Sourcing LKTS especially from well managed forest sustains ecological, carbon, nutrient and water cycles in forests and reduces the susceptibility of tree species to diseases and fire. In order to achieve the environmental objectives promoted by certification, forest managers will need to reduce the volume of wood extracted from the forest each harvesting cycle if only high market value species are utilized, which in turn could reduce revenues in the short term. But using LKTS can help managers to reach a certain threshold of wood extraction per acre that makes responsible forest management economically viable.

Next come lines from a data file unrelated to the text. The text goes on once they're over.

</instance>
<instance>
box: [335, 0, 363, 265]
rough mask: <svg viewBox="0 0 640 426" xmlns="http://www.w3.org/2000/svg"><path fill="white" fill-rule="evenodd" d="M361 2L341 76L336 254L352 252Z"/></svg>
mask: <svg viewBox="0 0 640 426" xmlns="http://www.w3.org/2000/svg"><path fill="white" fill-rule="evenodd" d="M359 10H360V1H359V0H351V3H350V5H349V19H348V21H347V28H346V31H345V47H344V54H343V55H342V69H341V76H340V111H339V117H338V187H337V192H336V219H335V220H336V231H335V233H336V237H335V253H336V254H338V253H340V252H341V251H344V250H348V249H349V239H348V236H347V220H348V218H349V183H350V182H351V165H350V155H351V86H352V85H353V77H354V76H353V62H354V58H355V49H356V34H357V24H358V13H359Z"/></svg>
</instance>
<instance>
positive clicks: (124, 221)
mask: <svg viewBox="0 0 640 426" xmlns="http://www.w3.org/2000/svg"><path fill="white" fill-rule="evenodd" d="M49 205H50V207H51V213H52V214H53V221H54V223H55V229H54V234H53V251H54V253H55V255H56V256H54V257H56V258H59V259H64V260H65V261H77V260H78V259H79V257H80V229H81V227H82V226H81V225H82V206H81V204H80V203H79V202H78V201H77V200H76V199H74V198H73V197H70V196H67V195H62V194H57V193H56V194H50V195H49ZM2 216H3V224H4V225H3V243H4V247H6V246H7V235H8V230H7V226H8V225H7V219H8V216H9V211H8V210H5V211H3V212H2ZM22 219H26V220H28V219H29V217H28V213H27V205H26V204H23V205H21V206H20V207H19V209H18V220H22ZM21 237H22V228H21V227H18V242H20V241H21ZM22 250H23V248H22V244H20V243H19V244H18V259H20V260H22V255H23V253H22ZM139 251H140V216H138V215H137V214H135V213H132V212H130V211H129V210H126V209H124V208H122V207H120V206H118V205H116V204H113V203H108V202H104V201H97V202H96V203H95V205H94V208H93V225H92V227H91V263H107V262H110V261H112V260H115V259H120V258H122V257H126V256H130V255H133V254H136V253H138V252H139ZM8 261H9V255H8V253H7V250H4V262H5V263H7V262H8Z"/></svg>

At Greenwood International, we aim to source from forest that is managed in accordance with the sustainable forest management requirements of FSC certification scheme. This is because FSC forest management standards already require forest managers to maintain/conserve or enhance/restore ecosystem services and environmental values. They also require the managers of FSC-certified forests to identify, produce, or enable the production of diversified benefits and/ or products based on the range of resources and ecosystem services existing in the management unit. The forest manager has the option to reach out to ecosystem markets like carbon markets to make claims of carbon stock and trade in them. Through our sourcing FSC timber, we see an opportunity to work with certified companies to look for/create and promote LKTS and by so doing provide additional reason to claim for carbon stock in their certified forest.



When buying from a sustainable forest, you can choose between different kinds of timber. Globally, we can distinguish about 50,000 varieties of timber, while only making use of a few. Up to 93% of tropical forest timber volume consists of LKTS and many such species are currently being burnt or otherwise wasted after logging operations or forest clearance. Looking at the LKTS many of them are high-quality and can be used in many ways. Utilizing these kinds of timber, we make better use of the forest without exhausting nature.

Our goal is to put a halt to deforestation and forest degradation. To achieve this goal, we want to invest in LKTS by purchasing logs from sustainable community forests in Southeast Asia. Additional impact of purchasing LKTS logs are:

  • improving livelihoods;
  • protecting biodiversity for generations to come;
  • reducing CO2 emissions;
  • creating local jobs and
  • improving labor and living conditions for the workers.

All the partners we collaborate with for our project and for the production of semi-finished wood products need to endorse our CSR/OESO-guidelines so that our project creates a win-win situation for all parties involved. Greenwoodd+ has a positive impact on 11 of the 17 SDGs.